The subproof is completed by applying H5.
Apply cases_2 with
x5,
λ x6 . (λ x7 . ap (lam 2 (λ x8 . If_i (x8 = 0) x1 x2)) x7) 0 = (λ x7 . ap (lam 2 (λ x8 . If_i (x8 = 0) x1 x2)) x7) x6 ⟶ 0 = x6 leaving 3 subgoals.
The subproof is completed by applying H6.
Assume H7:
(λ x6 . ap (lam 2 (λ x7 . If_i (x7 = 0) x1 x2)) x6) 0 = (λ x6 . ap (lam 2 (λ x7 . If_i (x7 = 0) x1 x2)) x6) 0.

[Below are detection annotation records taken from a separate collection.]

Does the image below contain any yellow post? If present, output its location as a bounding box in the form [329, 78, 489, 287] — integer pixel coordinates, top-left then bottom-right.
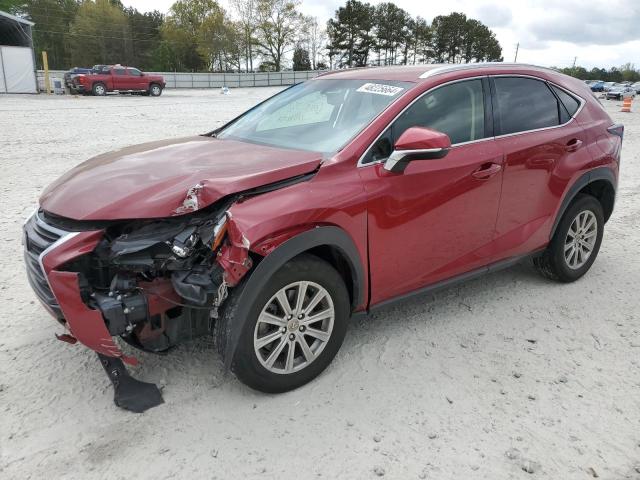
[42, 50, 51, 94]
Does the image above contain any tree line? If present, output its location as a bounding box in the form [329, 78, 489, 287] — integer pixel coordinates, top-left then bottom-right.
[558, 63, 640, 82]
[0, 0, 502, 72]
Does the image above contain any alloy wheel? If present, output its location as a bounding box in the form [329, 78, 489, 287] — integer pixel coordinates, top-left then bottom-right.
[253, 281, 335, 374]
[564, 210, 598, 270]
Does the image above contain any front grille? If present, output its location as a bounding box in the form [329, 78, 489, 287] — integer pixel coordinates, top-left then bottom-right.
[24, 212, 69, 319]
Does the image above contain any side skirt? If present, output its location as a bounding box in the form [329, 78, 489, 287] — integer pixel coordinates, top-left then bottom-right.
[362, 249, 545, 318]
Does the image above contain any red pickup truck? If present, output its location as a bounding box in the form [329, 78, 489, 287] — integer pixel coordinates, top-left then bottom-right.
[72, 65, 165, 97]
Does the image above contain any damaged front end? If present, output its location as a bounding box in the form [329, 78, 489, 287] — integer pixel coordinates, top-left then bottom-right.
[24, 198, 252, 411]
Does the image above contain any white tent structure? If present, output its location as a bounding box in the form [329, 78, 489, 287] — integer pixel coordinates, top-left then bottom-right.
[0, 11, 38, 94]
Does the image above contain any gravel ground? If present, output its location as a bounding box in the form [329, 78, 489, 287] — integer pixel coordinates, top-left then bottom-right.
[0, 88, 640, 480]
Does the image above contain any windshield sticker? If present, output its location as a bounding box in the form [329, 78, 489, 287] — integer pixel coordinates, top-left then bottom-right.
[356, 83, 404, 97]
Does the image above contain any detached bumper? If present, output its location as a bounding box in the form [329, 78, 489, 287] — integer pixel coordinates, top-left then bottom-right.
[24, 212, 137, 364]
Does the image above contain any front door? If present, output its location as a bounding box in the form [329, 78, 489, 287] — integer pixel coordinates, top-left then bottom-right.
[359, 78, 502, 305]
[111, 67, 132, 90]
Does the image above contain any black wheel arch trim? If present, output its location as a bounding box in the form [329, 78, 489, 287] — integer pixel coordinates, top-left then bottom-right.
[224, 226, 365, 368]
[549, 167, 617, 240]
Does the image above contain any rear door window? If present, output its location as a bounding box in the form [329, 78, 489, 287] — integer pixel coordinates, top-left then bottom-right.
[494, 77, 561, 135]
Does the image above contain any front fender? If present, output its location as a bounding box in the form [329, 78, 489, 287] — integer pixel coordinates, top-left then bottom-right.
[221, 226, 366, 368]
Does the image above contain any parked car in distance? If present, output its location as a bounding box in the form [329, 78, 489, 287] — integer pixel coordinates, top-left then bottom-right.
[64, 67, 92, 88]
[72, 65, 165, 97]
[605, 83, 636, 100]
[24, 63, 623, 410]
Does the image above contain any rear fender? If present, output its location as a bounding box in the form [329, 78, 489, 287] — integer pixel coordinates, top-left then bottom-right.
[549, 167, 617, 239]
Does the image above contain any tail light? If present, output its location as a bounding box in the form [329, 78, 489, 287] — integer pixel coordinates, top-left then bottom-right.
[607, 123, 624, 138]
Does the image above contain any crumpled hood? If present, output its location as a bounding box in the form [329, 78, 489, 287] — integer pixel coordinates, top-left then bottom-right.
[40, 136, 322, 220]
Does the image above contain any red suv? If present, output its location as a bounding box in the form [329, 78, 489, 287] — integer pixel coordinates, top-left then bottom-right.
[25, 63, 623, 411]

Let x6 of type ι → ι → ο be given.
Assume H8: x6 0 0.
The subproof is completed by applying H8.
Apply tuple_2_0_eq with
x1,
x2,
λ x6 x7 . x7 = ap (lam 2 (λ x8 . If_i (x8 = 0) x1 x2)) 1 ⟶ 0 = 1.
Apply tuple_2_1_eq with
x1,
x2,
λ x6 x7 . x1 = x7 ⟶ 0 = 1.
Assume H7: x1 = x2.
Apply FalseE with
0 = 1.
Apply H2.
The subproof is completed by applying H7.
Apply cases_2 with
x5,
λ x6 . (λ x7 . ap (lam 2 (λ x8 . If_i (x8 = 0) x1 x2)) x7) 1 = (λ x7 . ap (lam 2 (λ x8 . If_i (x8 = 0) x1 x2)) x7) x6 ⟶ 1 = x6 leaving 3 subgoals.
The subproof is completed by applying H6.
Apply tuple_2_0_eq with
x1,
x2,
λ x6 x7 . ap (lam 2 ...) 1 = ... ⟶ 1 = 0.